I lay in bed pretty much all day yesterday. Sadness comes and goes in waves. One minute, I am fine, and another minute, I am not okay at all. The crazy thing is that my body is producing enough progesterone, and this makes me still have the pregnancy symptoms. I have no bleeding, no pain, no cramping. I don't know how long it will be like this. My fear is that natural miscarry will happen while I am at work before D&C on Friday. I don't want it to happen when I am not with Tim.
Tim went to CVS yesterday and bought pads for me. I have to say that is really sweet of him. He is sad, too. He said he didn't know it would be so hard. We were already very attached to the baby. Even for a very short period of time, this baby brought me so much happiness. All the plans we made for him. What he would have looked like. The places we will take him. We will never know it now... He had heart beat. He was a person already and I was his mother even for that short time.
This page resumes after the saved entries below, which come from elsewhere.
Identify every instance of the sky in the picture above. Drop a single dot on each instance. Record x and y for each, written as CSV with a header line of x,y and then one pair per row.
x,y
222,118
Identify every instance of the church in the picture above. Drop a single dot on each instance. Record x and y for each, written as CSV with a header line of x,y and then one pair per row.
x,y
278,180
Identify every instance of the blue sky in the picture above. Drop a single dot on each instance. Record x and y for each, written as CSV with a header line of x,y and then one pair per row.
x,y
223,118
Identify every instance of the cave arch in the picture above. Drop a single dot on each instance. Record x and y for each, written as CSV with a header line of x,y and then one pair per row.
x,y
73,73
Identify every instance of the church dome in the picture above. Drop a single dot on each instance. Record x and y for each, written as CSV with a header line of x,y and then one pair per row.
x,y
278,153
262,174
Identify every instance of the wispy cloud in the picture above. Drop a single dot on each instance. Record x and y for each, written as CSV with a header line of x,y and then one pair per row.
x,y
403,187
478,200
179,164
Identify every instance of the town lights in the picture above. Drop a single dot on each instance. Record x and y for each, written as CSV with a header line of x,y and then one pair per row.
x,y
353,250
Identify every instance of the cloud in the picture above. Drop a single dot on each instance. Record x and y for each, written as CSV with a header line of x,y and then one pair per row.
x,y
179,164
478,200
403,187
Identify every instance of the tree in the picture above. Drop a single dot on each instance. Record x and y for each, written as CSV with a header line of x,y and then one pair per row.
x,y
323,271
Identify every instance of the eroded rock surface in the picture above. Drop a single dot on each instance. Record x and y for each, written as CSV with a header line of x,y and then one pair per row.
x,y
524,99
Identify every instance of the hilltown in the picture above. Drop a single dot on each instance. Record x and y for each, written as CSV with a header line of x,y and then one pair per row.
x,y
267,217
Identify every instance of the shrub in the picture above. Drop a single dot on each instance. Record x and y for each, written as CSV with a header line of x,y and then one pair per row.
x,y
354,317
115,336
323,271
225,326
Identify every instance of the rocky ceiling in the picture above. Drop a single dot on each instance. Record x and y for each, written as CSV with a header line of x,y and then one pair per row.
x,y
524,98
I know eventually, we will all heal. But right now, it seems impossible.
I'm so sorry hun. Just give yourself time and allow yourself to feel whatever you need to feel.
ReplyDeleteThank you. I am moving around, but it's like I am in autopilot. I sleep a lot. I put pregnancy books way. That reminds me, I think I subscribed to free parenting magazine which will come in mail... I guess I need to grow thicker skin.